Glasses on, cruising down the motorway, I am a picture of ‘isn’t life great!’ To totally submerge myself into the moment, I turn up the radio to full volume and, as if by magic, one of my favourite artists, Bruce Springsteen, starts to sing. It is trademark Springsteen. Upbeat and hard to sit still to.
This particular tune, however, also has a lyric which I am not expecting. It starts to stir a feeling inside my stomach which, for a year now, I have been fighting to keep at bay.

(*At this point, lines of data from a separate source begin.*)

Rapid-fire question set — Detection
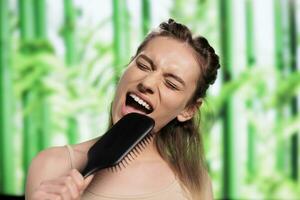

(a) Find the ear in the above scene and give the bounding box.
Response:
[177,98,203,122]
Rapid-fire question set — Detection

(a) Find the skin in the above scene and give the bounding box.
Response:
[25,36,212,200]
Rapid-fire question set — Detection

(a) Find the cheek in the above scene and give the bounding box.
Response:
[158,91,187,118]
[152,96,183,132]
[114,68,135,96]
[111,70,131,121]
[111,66,141,121]
[119,66,142,84]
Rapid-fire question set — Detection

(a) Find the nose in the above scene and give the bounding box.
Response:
[137,82,153,94]
[137,73,159,94]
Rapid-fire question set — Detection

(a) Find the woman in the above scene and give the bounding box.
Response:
[26,19,220,200]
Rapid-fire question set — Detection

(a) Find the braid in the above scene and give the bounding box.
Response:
[159,19,193,41]
[192,36,221,99]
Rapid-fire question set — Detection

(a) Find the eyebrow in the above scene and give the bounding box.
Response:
[138,54,156,70]
[137,54,186,87]
[165,73,186,87]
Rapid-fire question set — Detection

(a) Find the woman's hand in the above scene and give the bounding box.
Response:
[31,169,94,200]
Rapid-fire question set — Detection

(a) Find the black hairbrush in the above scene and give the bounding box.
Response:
[81,113,155,178]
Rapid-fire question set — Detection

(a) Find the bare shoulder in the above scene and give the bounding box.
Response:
[26,147,70,196]
[25,146,70,196]
[26,138,98,182]
[29,146,70,174]
[25,138,96,192]
[26,138,98,181]
[25,137,99,197]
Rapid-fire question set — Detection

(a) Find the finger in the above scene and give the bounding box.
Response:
[82,174,94,191]
[69,169,84,190]
[57,185,71,200]
[40,178,78,200]
[64,175,80,199]
[32,190,61,200]
[44,193,62,200]
[41,183,71,200]
[41,177,67,186]
[39,183,65,194]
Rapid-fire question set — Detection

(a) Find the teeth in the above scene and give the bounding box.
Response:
[129,93,152,111]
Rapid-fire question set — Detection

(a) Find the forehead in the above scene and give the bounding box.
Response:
[139,36,200,85]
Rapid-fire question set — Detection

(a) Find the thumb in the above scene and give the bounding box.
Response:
[82,174,94,191]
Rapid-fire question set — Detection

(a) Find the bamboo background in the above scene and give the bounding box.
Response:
[0,0,299,199]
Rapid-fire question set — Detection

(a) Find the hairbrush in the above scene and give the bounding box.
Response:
[81,113,155,178]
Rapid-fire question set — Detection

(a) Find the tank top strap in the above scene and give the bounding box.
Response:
[65,144,76,169]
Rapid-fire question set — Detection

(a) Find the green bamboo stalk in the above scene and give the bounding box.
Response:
[18,0,34,41]
[64,0,76,66]
[39,102,51,149]
[295,0,300,184]
[124,1,130,65]
[22,95,39,176]
[274,0,287,172]
[245,0,256,177]
[274,0,284,71]
[33,0,46,39]
[219,0,238,198]
[63,0,78,144]
[33,0,51,150]
[245,0,255,67]
[112,0,129,83]
[0,0,16,194]
[18,0,39,178]
[288,0,298,181]
[141,0,151,36]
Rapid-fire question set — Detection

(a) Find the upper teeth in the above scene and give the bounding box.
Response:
[129,93,151,110]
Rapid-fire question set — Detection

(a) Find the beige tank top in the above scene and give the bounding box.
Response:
[65,145,190,200]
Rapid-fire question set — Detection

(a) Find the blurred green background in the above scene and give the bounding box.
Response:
[1,0,300,199]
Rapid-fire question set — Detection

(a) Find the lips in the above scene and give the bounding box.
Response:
[121,92,154,116]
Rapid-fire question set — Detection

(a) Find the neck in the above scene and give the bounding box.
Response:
[132,134,162,162]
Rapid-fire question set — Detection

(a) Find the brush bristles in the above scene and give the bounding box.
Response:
[106,133,154,173]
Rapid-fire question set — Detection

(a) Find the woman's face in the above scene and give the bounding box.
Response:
[112,36,200,132]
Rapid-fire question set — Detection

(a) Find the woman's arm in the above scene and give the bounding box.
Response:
[25,146,93,200]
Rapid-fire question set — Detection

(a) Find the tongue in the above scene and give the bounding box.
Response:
[124,104,147,115]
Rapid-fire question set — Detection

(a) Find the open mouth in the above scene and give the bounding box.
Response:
[125,93,154,114]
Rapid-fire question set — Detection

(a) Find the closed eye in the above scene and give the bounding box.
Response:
[137,61,151,71]
[165,80,179,90]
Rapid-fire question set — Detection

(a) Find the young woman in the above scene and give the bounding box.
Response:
[26,19,220,200]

My tears are a testimony to which emotion has won the fight to be heard. Logic, control and reason have no place here. The words that have found a way through are, ‘I am waitin’ on a sunny day.’ Although it is sunny outside, everything inside, as the song goes on to say, is ‘raining but there isn’t a cloud in the sky’. My soul knows my truth and will not allow me an escape route. I have to endure this pain, this loneliness, this despair. Today is not an off-day; it is another day when nothing will let the pain go away.
‘When you’re serious about change’ were the words that jumped out at me when I was searching the internet for personal development courses. It was as though these words were a challenge to me, also cautioning me but somehow enticing. I understand the power of the word ‘change’, for everything that I am today is because I have embraced its true meaning.
I am the classic ‘poor boy done well’. I dragged myself out of society’s dustbin heap to achieve great success. I have all the trappings of a man who has succeeded. Confident, strong, in control of my destiny, constantly applauded as a remarkable man. But in the dead of night or simply driving down the motorway, ‘Bruce Springsteen’ and I knew that something was not right.
I had beaten the odds against Acute Myeloid Leukaemia and was able to celebrate reaching the all-clear target of three years without a relapse since my stem cell transplant, and I was fast approaching my 60th birthday, a date I wasn’t supposed to see. I am a very lucky man with everything to live for, so why was it that Bruce and his kind made me feel blue.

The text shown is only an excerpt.